Chapter 24

By three that afternoon, Benjamin Banneker had been cleared for after-hours activities. Like the threats to the Washington Monument and the Air and Space Museum, it appeared to be a false alarm.

Jannie described the caller as a guy with a deep, hoarse voice, who told her there was a bomb in the school and hung up. Bree and I debated the likelihood that the incident was linked to the National Mall bombings. Did we have a copycat at play?

Banneker was not far from the Mall, maybe two and a half miles, but what was the message here? There was symbolism in disrupting access to the national monuments to avenge the wrongs done to veterans. It sent a clear, if misguided, message. How did our daughter’s charter high school fit into that?

Disturbingly, the caller had Jannie’s phone number, and the Mall bomber had Bree’s. We theorized that someone might have hacked into one or both of their phones, or downloaded their contact info from someone else.

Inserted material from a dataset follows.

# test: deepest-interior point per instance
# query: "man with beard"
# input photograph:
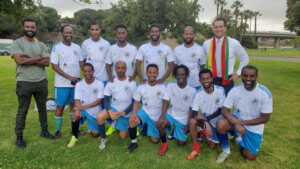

But when? And how?

These questions were still whirling around in my head early that evening when I boarded the DC Circulator Bus near the World War II Memorial. When I looked in and saw the person sitting three rows behind the driver, I smiled.

I paid the fare and took a seat next to Kate Williams, who stared straight ahead, looking like a poker player who’s been up too long.

“Thought surveillance wasn’t worth it,” she said.

“I didn’t say that. People over my pay grade make that decision.”

She didn’t reply.

“You still think he rides this bus?”

“I’m here, aren’t I?”

“How long have you been looking for him?”

Kate shrugged. “I don’t know, forty? Forty-two hours total.”

I gave her an appraising glance. “In the past four days?”

“Whatever it takes, Doc.”

We pulled up to the Washington Monument stop, and I watched Kate studying each person who came on the bus. When they’d all paid their fares and taken their seats, I said, “What exactly are you looking for?”

“Their faces.”

As we drove on, making a few stops over the next ten or fifteen minutes, Kate explained her innate skill. I’d heard of super-recognizing and its opposite — some people could remember every face they’d ever seen, and others could not remember even familiar faces.

“Any interesting faces so far?” I asked as we left the US Capitol stop.

“They’re all interesting.”

“No duplicates?”

“A few times, but they’re usually tourists coming on and off, and I’ll remember them from a few hours before.”

“How about stand-outs? Someone who really hit you between the eyes?”

“You mean like my spider-sense?”

“Sure.”

Kate tilted her head, thinking. “There was one, earlier today. But he wasn’t on the bus. He was this homeless guy in Army fatigues, big crazy beard, pushing this grocery cart piled with his stuff in plastic bags, and he looked so... vacant... so... I don’t know. More than drugs. Like he was unplugged. I mean, a cop lit up his siren maybe fifty feet from him, and the guy didn’t startle, didn’t even flinch. For some reason, seeing that, every alarm in my head started ringing.”

Every alarm in my head started ringing as well. I asked her to describe the homeless guy in detail. As we pulled into the bus depot at Union Station, the end and beginning of the Circulator line, there was little doubt in my mind she was talking about Tim Chorey, the deaf vet who’d dismantled his Glock and submerged himself in the reflecting pool the day of the first bombing.

I didn’t tell that to Kate, though. She said, “I’ve had enough for today. Think I’ll catch a cab, head home from here.”

“I’ll get off here, too,” I said, glancing at my watch. “A walk over the hill will do me some good.”

Night had fallen during our ride. As we exited, a bus lumbered and sighed into the parking bay beside ours. The digital sign above the windshield blinked from D8 — HOSPITAL CENTER LINE SOUTHBOUND to UNION STATION.

“Good night, Dr. Cross,” Kate said, shaking my hand. “I appreciate you thinking enough of my theory to check it out.”

“A good idea is a good idea,” I said, and happened to glance over her shoulder at the sign on the other bus, now emptying of riders. The direction had changed.

D8 — HOSPITAL CENTER LINE NORTHBOUND, it blinked. VETERANS AFFAIRS MEDICAL CENTER.